Digital pathology with AI offers new insights into fibrosis regression in NASH

Second harmonic generation/two-photon excitation fluorescence (SHG/TPEF) microscopy with artificial intelligence (AI) analyses reveals novel facets of treatment-induced fibrosis regression in nonalcoholic steatohepatitis (NASH), which are not normally captured by existing staging systems, reports a study.

“SHG/TPEF microscopy with AI analyses provides standardized evaluation of NASH features, especially liver fibrosis and collagen fiber quantitation on a continuous scale,” the researchers said. “This approach was applied to gain in-depth understanding of fibrosis dynamics after treatment with tropifexor (TXR), a nonbile acid farnesoid X receptor agonist in patients participating in the FLIGHT-FXR study.”

Ninety-nine patients with NASH (fibrosis stage F2 or F3) who received placebo (n=34), TXR 140 μg (n=37), or TXR 200 μg (n=28) for 48 weeks underwent a total of 198 liver biopsies (paired: baseline and end-of-treatment). Unstained sections from these biopsies were then examined.

The researchers used SHG/TPEF microscopy to quantify liver fibrosis, hepatic fat, and ballooned hepatocytes. They also quantitatively assessed changes in septa morphology, collagen fibre parameters, and zonal distribution within liver lobules.

Unlike conventional microscopy, digital analyses revealed treatment-related reductions in overall liver fibrosis and noticeable regression in perisinusoidal fibrosis in patients with F2 or F3 fibrosis at baseline. [J Hepatol 2022;77:1399-1409]

On concomitant zonal quantitation of fibrosis and steatosis, patients with greater hepatic fat reduction also showed the greatest reduction in perisinusoidal fibrosis. Finally, the researchers noted regressive changes in septa morphology and decrease in septa parameters almost exclusively in F3 patients, who were deemed “unchanged” with conventional scoring.

Overall, this study showed that using digital pathology with SHG/TPEF-derived results provided two novel features in NASH.

“[F]irstly, it provides a new understanding of treatment-induced fibrosis regression starting with marked reduction in perisinusoidal fibrosis in response to decreased fat and lipotoxic drivers in hepatocytes that subsequently extends to portal fibrosis,” the researchers said.

“[S]econdly, it demonstrates the advantages of AI digital pathology by revealing antifibrotic effects of TXR which were not captured by the NASH clinical research network scoring system and conventional microscopy,” they added.

Digital methods

Previous studies have also used SHG/TPEF microscopy to examine fibrosis changes in hepatitis B and nonalcoholic fatty liver disease. [J Hepatol 2014;61:260-269; Hepatology 2020;71:1953-1966; Sci Rep 2018;8:2989; Gut 2020;69:1116-1126; Clin Mol Hepatol 2021;27:44-57]

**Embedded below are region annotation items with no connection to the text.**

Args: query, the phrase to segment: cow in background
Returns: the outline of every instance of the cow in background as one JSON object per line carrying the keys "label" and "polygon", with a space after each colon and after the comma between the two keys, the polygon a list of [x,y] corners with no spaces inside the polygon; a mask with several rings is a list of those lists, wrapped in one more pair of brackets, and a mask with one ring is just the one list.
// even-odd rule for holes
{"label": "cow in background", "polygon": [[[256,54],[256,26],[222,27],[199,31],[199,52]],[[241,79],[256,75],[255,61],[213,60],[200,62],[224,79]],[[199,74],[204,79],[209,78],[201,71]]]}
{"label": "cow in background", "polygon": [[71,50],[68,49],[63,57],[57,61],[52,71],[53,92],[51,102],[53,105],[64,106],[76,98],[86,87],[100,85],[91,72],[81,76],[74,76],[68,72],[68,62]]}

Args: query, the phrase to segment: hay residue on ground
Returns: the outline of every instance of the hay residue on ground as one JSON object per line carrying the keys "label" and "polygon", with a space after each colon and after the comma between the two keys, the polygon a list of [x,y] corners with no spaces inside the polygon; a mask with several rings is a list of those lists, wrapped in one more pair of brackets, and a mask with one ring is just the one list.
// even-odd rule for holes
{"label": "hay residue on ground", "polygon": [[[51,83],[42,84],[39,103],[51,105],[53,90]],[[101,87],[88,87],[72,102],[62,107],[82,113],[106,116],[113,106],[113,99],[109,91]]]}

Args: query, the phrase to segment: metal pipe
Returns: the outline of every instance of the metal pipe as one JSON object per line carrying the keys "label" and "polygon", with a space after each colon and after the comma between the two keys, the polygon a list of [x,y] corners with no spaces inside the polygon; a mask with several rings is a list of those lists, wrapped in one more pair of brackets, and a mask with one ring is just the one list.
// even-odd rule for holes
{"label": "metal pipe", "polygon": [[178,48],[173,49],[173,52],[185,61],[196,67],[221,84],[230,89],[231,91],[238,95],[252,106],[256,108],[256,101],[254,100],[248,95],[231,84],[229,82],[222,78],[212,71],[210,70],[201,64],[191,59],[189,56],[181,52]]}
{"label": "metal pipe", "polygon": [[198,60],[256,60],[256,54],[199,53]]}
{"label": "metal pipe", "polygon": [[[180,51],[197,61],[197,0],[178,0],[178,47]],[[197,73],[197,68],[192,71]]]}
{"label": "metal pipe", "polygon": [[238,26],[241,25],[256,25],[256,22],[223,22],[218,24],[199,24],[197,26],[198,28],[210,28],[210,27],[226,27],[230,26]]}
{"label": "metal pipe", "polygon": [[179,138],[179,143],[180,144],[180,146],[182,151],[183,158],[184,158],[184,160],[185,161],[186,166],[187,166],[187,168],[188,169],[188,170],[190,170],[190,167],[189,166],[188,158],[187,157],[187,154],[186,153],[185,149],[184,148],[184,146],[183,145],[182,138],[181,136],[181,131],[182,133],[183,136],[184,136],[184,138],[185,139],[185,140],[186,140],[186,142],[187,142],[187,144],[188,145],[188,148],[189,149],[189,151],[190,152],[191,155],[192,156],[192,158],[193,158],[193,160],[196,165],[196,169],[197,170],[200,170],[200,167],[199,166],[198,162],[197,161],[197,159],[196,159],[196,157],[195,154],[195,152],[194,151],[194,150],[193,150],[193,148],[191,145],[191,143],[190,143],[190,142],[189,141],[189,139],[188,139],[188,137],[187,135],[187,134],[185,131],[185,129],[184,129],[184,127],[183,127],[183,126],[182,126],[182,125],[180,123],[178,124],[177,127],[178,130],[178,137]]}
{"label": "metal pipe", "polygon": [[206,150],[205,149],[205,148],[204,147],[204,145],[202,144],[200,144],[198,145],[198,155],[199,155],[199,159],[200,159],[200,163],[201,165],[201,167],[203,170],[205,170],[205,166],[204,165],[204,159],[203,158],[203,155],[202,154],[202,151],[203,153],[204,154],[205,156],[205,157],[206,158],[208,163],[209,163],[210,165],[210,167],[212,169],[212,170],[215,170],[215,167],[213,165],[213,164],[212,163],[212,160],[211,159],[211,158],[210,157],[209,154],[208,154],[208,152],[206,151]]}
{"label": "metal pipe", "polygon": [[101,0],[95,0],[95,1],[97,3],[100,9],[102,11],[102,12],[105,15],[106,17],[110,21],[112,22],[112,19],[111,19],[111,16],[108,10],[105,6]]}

Apart from SHG/TPEF microscopy, other digital methodologies have been developed, requiring stained slides. These approaches assessed predefined NASH features with supervised or semi-supervised machine-learning models. [Clin Mol Hepatol 2021;27:44-57; Ann Diagn Pathol 2020;47151518; Lab Invest 2020;100:147-160; Metabolism 2021;117154707]

“Collectively, these studies emphasize the innovation and qualities that AI digital pathology brings to investigations of liver diseases, particularly NASH,” the researchers said.

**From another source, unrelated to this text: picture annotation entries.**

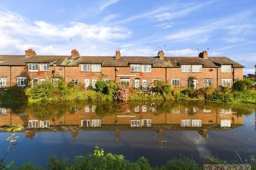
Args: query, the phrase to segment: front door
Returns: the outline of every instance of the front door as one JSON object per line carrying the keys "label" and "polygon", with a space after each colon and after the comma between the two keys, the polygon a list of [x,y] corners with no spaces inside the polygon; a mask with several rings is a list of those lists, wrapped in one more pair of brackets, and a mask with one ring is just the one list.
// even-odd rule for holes
{"label": "front door", "polygon": [[90,79],[84,79],[84,87],[86,89],[90,86]]}
{"label": "front door", "polygon": [[134,81],[134,88],[135,89],[139,89],[140,88],[140,79],[135,79]]}
{"label": "front door", "polygon": [[92,88],[93,89],[96,89],[96,86],[95,86],[95,84],[96,84],[97,81],[97,80],[92,79]]}
{"label": "front door", "polygon": [[142,80],[142,89],[147,90],[147,80]]}

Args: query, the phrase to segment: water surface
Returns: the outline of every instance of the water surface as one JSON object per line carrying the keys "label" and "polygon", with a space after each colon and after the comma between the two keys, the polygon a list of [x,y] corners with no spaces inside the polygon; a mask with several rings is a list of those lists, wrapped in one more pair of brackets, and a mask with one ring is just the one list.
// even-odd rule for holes
{"label": "water surface", "polygon": [[[160,165],[180,155],[236,159],[256,155],[255,107],[198,101],[69,103],[0,107],[0,126],[21,124],[5,161],[45,167],[53,155],[72,159],[93,150],[148,158]],[[0,158],[10,135],[0,130]]]}

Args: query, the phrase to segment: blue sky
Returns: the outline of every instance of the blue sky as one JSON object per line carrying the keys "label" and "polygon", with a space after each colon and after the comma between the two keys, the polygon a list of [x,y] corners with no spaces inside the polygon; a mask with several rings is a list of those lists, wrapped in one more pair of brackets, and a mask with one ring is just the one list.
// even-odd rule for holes
{"label": "blue sky", "polygon": [[0,0],[0,54],[196,56],[209,48],[253,73],[255,16],[254,0]]}

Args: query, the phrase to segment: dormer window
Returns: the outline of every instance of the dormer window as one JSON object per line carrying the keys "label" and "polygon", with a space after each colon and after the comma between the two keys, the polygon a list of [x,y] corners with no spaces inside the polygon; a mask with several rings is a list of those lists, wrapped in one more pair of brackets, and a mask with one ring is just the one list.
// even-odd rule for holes
{"label": "dormer window", "polygon": [[49,64],[40,64],[40,71],[49,71]]}
{"label": "dormer window", "polygon": [[151,64],[143,64],[142,72],[144,73],[149,73],[151,72]]}
{"label": "dormer window", "polygon": [[231,72],[231,65],[221,65],[222,72]]}
{"label": "dormer window", "polygon": [[202,72],[202,65],[193,65],[192,72]]}
{"label": "dormer window", "polygon": [[38,71],[38,64],[29,63],[28,64],[28,71]]}
{"label": "dormer window", "polygon": [[131,64],[131,71],[134,72],[139,72],[140,71],[140,64]]}
{"label": "dormer window", "polygon": [[191,65],[181,65],[182,72],[190,72]]}
{"label": "dormer window", "polygon": [[101,71],[101,65],[92,64],[92,72],[100,72]]}

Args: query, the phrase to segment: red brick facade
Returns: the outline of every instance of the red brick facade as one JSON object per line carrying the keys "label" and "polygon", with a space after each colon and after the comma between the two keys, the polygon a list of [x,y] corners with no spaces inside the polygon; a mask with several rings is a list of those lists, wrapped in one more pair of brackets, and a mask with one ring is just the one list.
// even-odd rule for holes
{"label": "red brick facade", "polygon": [[[89,79],[90,84],[92,85],[92,81],[98,80],[99,75],[103,73],[106,75],[105,79],[115,80],[118,82],[120,82],[122,79],[126,79],[130,81],[130,86],[134,87],[137,84],[141,88],[143,86],[142,80],[147,84],[147,87],[153,85],[154,80],[166,81],[171,84],[172,84],[172,80],[179,80],[179,86],[183,87],[186,85],[186,80],[189,76],[193,76],[197,80],[196,88],[201,88],[205,86],[205,81],[210,81],[211,86],[217,87],[222,85],[223,80],[228,82],[230,82],[230,85],[231,86],[236,80],[241,80],[243,78],[243,66],[230,59],[223,57],[223,60],[225,60],[223,64],[230,65],[231,69],[231,71],[222,72],[221,71],[221,65],[223,64],[221,63],[222,59],[215,62],[214,57],[208,57],[206,52],[201,53],[197,57],[172,58],[172,57],[164,57],[164,52],[162,51],[159,52],[158,56],[156,57],[123,57],[121,56],[120,52],[118,51],[116,53],[115,56],[113,57],[90,57],[92,59],[91,62],[90,58],[89,61],[83,61],[85,57],[80,56],[78,51],[75,49],[72,50],[71,56],[63,56],[63,57],[58,56],[58,58],[56,58],[57,59],[55,59],[54,56],[47,57],[37,56],[35,52],[31,49],[29,49],[26,52],[26,56],[19,56],[21,58],[23,58],[22,61],[20,63],[15,62],[15,58],[19,57],[18,56],[0,56],[0,79],[5,79],[6,82],[5,84],[3,84],[4,83],[3,82],[1,84],[0,80],[0,87],[17,86],[18,78],[34,79],[35,83],[40,83],[42,81],[52,79],[53,76],[53,70],[55,72],[54,76],[62,76],[66,83],[70,82],[71,79],[78,79],[78,82],[85,84],[85,81]],[[9,61],[6,62],[9,63],[5,64],[4,62],[6,62],[5,58],[7,58],[7,57],[9,57]],[[88,58],[87,57],[86,57]],[[61,59],[62,58],[63,59]],[[193,58],[197,61],[194,61],[194,60]],[[189,61],[186,61],[187,58]],[[58,60],[62,60],[62,61],[56,63],[56,61]],[[71,64],[66,62],[66,60],[69,60]],[[1,62],[1,61],[3,62]],[[13,64],[12,61],[15,64]],[[108,62],[109,63],[106,64]],[[121,62],[123,64],[120,64]],[[172,64],[171,64],[169,63]],[[38,67],[38,71],[29,71],[29,63],[37,63]],[[40,69],[41,63],[48,63],[50,65],[49,70],[41,71]],[[82,71],[82,66],[84,64],[90,64],[89,71]],[[92,72],[93,65],[96,64],[101,65],[100,71]],[[140,71],[132,71],[132,64],[139,65]],[[142,72],[142,67],[145,65],[150,65],[150,72]],[[181,67],[182,65],[190,65],[191,68],[192,65],[202,65],[202,71],[193,72],[191,69],[190,72],[183,72]],[[29,83],[33,84],[33,81]]]}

“Indeed, AI digital pathology is expected to be integrated into the workflow of diagnostic and research histopathology in line with the general trend toward the increasing use of AI in medicine,” they added. [Hepatology 2020;72:2000-2013; Clin Res Hepatol Gastroenterol 2020;44:1-3; J Clin Pathol 2021;74:448-455; J Hepatol 2019;70:1016-1018]

“Liver fibrosis is a key prognostic determinant for clinical outcomes in NASH. Current scoring systems have limitations, especially in assessing fibrosis regression,” the researchers noted.